7. En quatrième lieu, l'immobilisation alléguée pendant 5 ans des fonds destinés à la construction, qu'il appartenait a la société de faire fructifier pendant ce délai sans les engager à long terme, ne présente pas un lien direct avec les fautes commises par l'administration. Ainsi ce chef de préjudice ne saurait être retenu.
8. En cinquième et dernier lieu, les frais utilement exposés par le bénéficiaire d’une autorisation individuelle d’urbanisme à l’occasion d’une instance judiciaire engagée par des tiers, sont susceptibles d’être pris en compte dans le préjudice résultant de l’illégalité fautive de l’autorisation, mais à la condition qu’ils soient en lien avec l’illégalité de l’autorisation. En l’espèce, les frais exposés par la société requérante devant le juge judiciaire à l’occasion d’un litige relatif à la démolition de la construction antérieure à la délivrance au permis illégal, sont sans lien avec la faute de l’administration dans la délivrance d’un permis illégal.
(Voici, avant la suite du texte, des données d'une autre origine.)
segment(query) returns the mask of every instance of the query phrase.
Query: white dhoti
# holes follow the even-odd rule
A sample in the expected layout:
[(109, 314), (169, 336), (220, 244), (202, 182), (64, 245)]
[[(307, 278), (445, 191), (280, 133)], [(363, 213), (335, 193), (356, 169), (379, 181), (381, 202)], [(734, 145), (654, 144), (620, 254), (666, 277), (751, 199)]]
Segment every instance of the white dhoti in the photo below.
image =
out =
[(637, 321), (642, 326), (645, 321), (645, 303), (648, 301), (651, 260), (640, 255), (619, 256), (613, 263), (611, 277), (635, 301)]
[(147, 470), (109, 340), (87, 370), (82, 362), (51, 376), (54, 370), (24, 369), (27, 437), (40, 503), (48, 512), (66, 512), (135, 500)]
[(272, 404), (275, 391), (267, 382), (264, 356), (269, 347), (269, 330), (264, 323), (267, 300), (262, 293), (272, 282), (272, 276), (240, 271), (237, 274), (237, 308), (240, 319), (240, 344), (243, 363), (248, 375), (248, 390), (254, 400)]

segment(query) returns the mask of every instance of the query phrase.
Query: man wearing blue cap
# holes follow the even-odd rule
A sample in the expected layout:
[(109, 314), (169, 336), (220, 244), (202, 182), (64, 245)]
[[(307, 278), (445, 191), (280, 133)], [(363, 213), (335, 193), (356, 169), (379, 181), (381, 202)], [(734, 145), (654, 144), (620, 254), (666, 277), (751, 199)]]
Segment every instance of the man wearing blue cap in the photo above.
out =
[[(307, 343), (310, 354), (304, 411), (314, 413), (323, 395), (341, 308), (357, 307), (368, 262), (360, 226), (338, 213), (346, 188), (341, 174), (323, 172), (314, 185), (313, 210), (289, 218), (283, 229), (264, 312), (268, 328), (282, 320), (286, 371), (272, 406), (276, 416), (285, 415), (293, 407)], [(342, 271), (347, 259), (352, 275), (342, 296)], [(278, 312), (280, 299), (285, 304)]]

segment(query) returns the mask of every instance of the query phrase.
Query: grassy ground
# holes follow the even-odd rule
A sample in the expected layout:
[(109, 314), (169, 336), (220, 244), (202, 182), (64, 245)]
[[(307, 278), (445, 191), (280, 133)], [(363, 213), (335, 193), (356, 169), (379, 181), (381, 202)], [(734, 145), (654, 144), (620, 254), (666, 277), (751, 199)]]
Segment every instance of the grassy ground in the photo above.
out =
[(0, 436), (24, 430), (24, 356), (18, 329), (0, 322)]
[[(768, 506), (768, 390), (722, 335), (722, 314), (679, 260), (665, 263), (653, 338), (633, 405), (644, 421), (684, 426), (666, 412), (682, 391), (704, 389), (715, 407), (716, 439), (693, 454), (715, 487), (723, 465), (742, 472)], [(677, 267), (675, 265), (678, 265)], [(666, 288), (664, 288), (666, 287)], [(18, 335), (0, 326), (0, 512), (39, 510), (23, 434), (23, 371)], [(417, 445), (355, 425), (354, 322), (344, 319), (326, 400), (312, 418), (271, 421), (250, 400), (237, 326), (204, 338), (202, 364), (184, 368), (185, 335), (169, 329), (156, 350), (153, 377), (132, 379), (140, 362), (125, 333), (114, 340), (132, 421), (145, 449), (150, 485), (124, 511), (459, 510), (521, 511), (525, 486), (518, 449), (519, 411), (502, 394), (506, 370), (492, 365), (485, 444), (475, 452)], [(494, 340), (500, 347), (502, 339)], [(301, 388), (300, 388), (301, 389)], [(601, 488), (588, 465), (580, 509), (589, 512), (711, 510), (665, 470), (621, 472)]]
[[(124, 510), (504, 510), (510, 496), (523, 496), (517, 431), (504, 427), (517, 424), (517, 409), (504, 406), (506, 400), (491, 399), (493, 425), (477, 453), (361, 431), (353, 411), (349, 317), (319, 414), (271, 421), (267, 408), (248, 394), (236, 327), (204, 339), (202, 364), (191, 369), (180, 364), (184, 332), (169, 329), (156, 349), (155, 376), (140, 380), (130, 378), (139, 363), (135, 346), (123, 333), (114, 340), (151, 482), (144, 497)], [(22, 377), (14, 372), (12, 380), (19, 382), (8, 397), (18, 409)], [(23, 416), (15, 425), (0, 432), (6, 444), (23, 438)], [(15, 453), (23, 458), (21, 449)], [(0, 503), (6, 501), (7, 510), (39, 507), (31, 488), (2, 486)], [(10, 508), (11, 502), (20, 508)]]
En revanche, sont en lien avec l’illégalité du permis, les frais de constat d'huissier relatifs à l'affichage du permis de construire du 19 octobre 2011 pour un montant de 25 000 F CFP hors taxes, ainsi que les frais et honoraires d’avocat engagés à l’occasion de la procédure contentieuse administrative devant le tribunal administratif, devant la Cour administrative d’appel de Paris et devant le Conseil d’Etat. Cependant ces frais, qui ne sont établis par des factures produites qu’à hauteur de 157 839 F CFP hors taxes devant la Cour, de 60 000 F CFP Hors taxes devant le tribunal administratif et de 429 594 F CFP hors taxes devant le Conseil d’Etat, ont été dédommagés à hauteur de leur totalité devant le tribunal et pour la somme de 119 332 F CFP Hors taxes devant la Cour. Il y a donc lieu d’accorder à la société requérante la somme totale de 493 101 F CFP.
9. Il résulte de tout ce qui précède, que la société Forge de Tahiti est seulement fondée à demander à la Polynésie française l’indemnisation de son préjudice à hauteur de la somme de 493 101 F CFP.
Sur les intérêts : 10. La société requérante a droit aux intérêts de la somme de 493 101 F CFP à compter du jour de la réception par la Polynésie française de sa demande, soit le 2 décembre 2016.
Sur les conclusions aux fins d'application des dispositions de l'article L.761-1 du code de justice administrative : 11. Dans les circonstances de l’espèce, il y a lieu de mettre à la charge de la Polynésie française, la somme de 150 000 F CFP, à verser à la société requérante au titre des frais exposés par elle à l’occasion de la présente instance et non compris dans les dépens.
DECIDE :
Article 1er : La Polynésie française est condamnée à verser à la société Forge de Tahiti une indemnité de 493 101 F CFP.
Article 2 : L’indemnité mentionnée à l’article 1er portera intérêts au taux légal à compter du 2 décembre 2016.
Article 3 : La Polynésie française versera à la société Forge de Tahiti une somme de 150 000 FCP au titre de l’article L. 761-1 du code de justice administrative.
Article 4 : Le surplus des conclusions de la requête est rejeté.
Article 5 : Le présent jugement sera notifié à la société Forge Tahiti et à la Polynésie française.
Délibéré après l'audience du 28 novembre 2017, à laquelle siégeaient :
M. Tallec, président, Mme Meyer, première conseillère, Mme Zuccarello, première conseillère.
Lu en audience publique le 12 décembre 2017.
La greffière,
D. Germain
La République mande et ordonne au haut-commissaire de la République en Polynésie française en ce qui le concerne ou à tous huissiers de justice à ce requis en ce qui concerne les voies de droit commun contre les parties privées, de pourvoir à l'exécution de la présente décision.